BioSamples Curation Guide

Sample curation

BioSamples performs automatic curation and supports manual curation to improve sample data findability and standardization of sample metadata. Curation is applied as layers on top of records, preserving original data while providing cleaned, enriched views. It removes missing values, performs ontology annotation and text curation through automatic curation. BioSamples also imports curation from other services. The curation rules are described below and updated periodically. The curation records are stored separately along with the original data;

Automatic curation, remove missing values

Missing values—such as "N/A" or "none"—are automatically removed upon submission.

Example — original data:

"characteristics": {
  "disease state": [
    { "text": "N/A" }
  ],
  "organism": [
    { "text": "Homo sapiens" }
  ]
}

After automatic removal:

"characteristics": {
  "organism": [
    { "text": "Homo sapiens" }
  ]
}

Automatic curation, ontology annotations

Automatic ontology annotation uses ZOOMA to map sample attribute texts to ontology term URIs - only high-confidence mappings are accepted.

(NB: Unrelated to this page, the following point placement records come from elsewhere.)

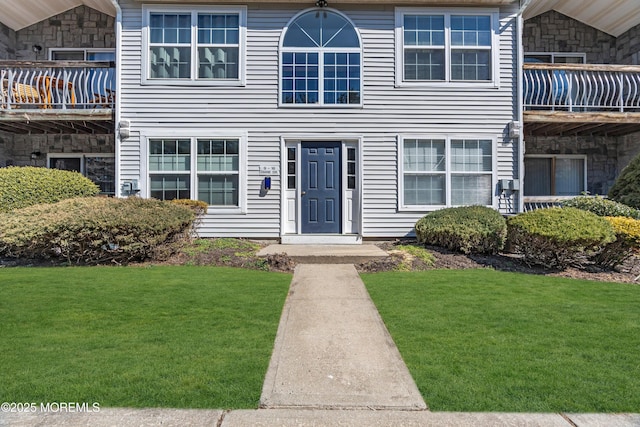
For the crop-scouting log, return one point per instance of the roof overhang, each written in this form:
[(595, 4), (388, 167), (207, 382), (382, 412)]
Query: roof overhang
[(438, 3), (18, 14), (614, 17)]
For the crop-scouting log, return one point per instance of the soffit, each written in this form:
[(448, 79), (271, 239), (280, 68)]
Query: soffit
[(18, 14), (614, 17)]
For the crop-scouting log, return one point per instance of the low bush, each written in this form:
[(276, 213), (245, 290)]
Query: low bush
[(95, 230), (601, 206), (26, 186), (626, 189), (558, 237), (626, 244), (467, 229)]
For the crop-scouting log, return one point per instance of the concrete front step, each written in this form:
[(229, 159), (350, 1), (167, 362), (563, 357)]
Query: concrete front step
[(327, 254)]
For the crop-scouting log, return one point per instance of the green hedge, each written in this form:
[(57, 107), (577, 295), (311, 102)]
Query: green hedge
[(467, 229), (558, 237), (626, 189), (625, 246), (602, 207), (26, 186), (95, 230)]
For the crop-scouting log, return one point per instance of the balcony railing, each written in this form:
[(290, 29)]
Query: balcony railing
[(59, 85), (582, 87)]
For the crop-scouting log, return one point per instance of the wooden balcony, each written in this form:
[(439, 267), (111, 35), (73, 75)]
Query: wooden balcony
[(581, 99), (57, 97)]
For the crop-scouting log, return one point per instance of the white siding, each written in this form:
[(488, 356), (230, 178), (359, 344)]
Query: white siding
[(387, 112)]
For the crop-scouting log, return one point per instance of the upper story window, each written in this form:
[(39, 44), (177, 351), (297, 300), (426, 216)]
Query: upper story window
[(434, 46), (194, 45), (320, 61), (444, 171)]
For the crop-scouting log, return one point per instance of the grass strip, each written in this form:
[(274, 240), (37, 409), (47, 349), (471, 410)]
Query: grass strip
[(482, 340), (162, 336)]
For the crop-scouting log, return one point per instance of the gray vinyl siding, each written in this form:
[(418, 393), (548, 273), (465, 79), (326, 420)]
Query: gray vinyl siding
[(387, 112)]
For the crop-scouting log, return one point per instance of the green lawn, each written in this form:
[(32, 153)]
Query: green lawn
[(481, 340), (183, 337)]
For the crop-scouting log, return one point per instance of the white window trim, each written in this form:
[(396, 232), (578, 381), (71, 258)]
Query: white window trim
[(320, 51), (448, 83), (582, 157), (193, 136), (194, 80), (402, 207)]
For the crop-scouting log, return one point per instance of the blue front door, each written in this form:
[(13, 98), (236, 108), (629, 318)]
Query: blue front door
[(320, 190)]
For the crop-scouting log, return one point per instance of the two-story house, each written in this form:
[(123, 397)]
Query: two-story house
[(305, 122)]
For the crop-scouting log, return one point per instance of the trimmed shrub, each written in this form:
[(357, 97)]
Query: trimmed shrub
[(26, 186), (95, 230), (601, 206), (626, 189), (627, 242), (467, 229), (558, 237)]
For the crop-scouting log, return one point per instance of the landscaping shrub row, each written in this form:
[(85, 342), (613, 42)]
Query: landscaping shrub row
[(596, 231), (95, 230), (27, 186)]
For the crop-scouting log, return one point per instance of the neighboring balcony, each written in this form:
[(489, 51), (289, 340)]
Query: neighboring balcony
[(57, 96), (581, 99)]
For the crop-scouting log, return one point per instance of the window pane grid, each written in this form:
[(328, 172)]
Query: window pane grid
[(470, 30), (431, 41), (342, 78), (321, 61), (424, 155), (424, 30), (471, 155), (300, 78), (170, 187), (218, 190), (218, 155), (218, 46), (214, 47), (424, 64), (427, 172), (169, 155)]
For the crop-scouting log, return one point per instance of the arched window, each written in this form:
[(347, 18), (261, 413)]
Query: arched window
[(320, 61)]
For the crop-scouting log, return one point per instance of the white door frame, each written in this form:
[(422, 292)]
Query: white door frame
[(351, 198)]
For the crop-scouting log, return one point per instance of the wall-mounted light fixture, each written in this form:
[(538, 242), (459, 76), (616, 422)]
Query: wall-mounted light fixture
[(36, 49), (124, 130)]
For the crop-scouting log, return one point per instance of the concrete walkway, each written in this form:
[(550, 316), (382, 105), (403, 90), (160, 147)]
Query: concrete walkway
[(332, 349)]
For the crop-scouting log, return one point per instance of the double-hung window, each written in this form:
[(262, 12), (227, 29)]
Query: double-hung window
[(445, 171), (199, 45), (207, 169), (436, 46), (560, 175), (320, 61)]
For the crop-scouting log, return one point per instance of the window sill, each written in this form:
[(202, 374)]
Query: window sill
[(195, 83), (448, 85), (217, 210)]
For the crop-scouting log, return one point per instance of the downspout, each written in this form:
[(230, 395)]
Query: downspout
[(118, 97), (520, 100)]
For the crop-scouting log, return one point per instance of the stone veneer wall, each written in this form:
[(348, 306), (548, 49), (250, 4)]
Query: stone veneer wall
[(81, 27), (7, 42), (555, 32), (629, 47), (18, 149), (606, 156)]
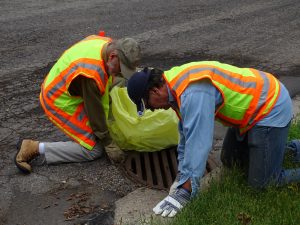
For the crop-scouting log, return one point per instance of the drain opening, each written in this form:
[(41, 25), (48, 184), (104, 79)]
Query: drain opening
[(157, 169)]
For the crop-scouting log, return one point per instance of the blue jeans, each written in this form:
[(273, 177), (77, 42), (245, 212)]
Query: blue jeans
[(261, 153)]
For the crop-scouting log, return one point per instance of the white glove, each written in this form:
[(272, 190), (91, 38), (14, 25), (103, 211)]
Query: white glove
[(173, 203)]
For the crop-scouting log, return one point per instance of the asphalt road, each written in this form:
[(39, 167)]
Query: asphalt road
[(261, 34)]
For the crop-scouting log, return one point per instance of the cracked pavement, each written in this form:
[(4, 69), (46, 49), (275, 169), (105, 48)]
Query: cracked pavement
[(260, 34)]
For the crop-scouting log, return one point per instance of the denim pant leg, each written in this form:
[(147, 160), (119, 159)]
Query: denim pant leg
[(235, 149), (266, 154)]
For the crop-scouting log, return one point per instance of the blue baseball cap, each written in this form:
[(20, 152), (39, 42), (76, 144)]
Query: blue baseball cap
[(137, 88)]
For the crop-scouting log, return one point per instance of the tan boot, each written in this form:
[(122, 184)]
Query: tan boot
[(27, 152)]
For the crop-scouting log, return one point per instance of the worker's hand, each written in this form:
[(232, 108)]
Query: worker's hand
[(174, 186), (115, 153), (173, 203)]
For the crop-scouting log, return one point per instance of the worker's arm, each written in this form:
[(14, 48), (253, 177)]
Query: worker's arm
[(89, 91), (197, 110)]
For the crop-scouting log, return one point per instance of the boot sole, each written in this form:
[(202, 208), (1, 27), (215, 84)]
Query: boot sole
[(21, 168)]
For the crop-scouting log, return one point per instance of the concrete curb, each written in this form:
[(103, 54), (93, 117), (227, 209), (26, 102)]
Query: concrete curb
[(136, 207)]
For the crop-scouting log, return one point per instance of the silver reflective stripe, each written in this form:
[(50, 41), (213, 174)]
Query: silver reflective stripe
[(218, 72), (263, 95), (65, 121), (59, 85)]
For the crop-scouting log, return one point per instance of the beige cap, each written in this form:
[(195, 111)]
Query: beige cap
[(129, 53)]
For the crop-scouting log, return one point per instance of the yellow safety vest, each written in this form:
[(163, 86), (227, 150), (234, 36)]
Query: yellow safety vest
[(248, 94), (66, 111)]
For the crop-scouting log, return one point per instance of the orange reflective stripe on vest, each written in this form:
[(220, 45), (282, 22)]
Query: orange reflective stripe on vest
[(59, 117), (251, 92), (66, 111)]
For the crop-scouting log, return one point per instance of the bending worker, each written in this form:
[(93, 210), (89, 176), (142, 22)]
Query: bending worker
[(75, 97), (254, 104)]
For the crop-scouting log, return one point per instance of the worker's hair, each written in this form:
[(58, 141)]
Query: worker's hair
[(156, 79)]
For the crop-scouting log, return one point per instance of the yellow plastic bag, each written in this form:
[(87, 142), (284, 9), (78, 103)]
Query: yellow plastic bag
[(153, 131)]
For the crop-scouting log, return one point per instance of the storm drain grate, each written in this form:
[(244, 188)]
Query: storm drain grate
[(157, 169)]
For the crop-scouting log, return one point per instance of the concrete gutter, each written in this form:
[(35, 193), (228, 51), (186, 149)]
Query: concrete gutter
[(136, 207)]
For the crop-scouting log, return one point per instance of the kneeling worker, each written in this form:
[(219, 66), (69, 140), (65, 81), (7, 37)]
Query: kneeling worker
[(75, 97), (253, 103)]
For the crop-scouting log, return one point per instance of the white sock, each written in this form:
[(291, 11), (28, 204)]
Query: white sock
[(41, 148)]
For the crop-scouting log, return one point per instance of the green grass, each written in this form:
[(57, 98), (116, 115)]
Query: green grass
[(231, 201)]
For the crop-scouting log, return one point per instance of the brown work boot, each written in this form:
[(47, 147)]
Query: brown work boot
[(28, 151)]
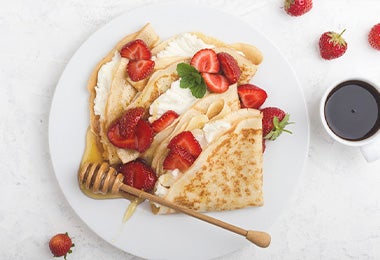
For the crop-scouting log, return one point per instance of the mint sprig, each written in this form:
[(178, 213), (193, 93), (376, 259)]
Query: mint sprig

If the user already provided ontology terms, those fields are skipped.

Example — submitted data:

"characteristics": {
  "disease state": [
    { "text": "hepatocellular carcinoma" }
  ],
  "organism": [
    { "text": "Homo sapiens" }
  ]
}

After ontology annotation:

"characteristics": {
  "disease state": [
    {
      "text": "hepatocellular carcinoma",
      "ontologyTerms": ["http://www.ebi.ac.uk/efo/EFO_0000182"]
    }
  ],
  "organism": [
    {
      "text": "Homo sapiens",
      "ontologyTerms": ["http://purl.obolibrary.org/obo/NCBITaxon_9606"]
    }
  ]
}

Automatic curation, text curation

Text curation standardizes attribute names (for example, removes underscores, corrects case, fixes minor typos), but does not modify attribute values. This process typically completes within 24 hours.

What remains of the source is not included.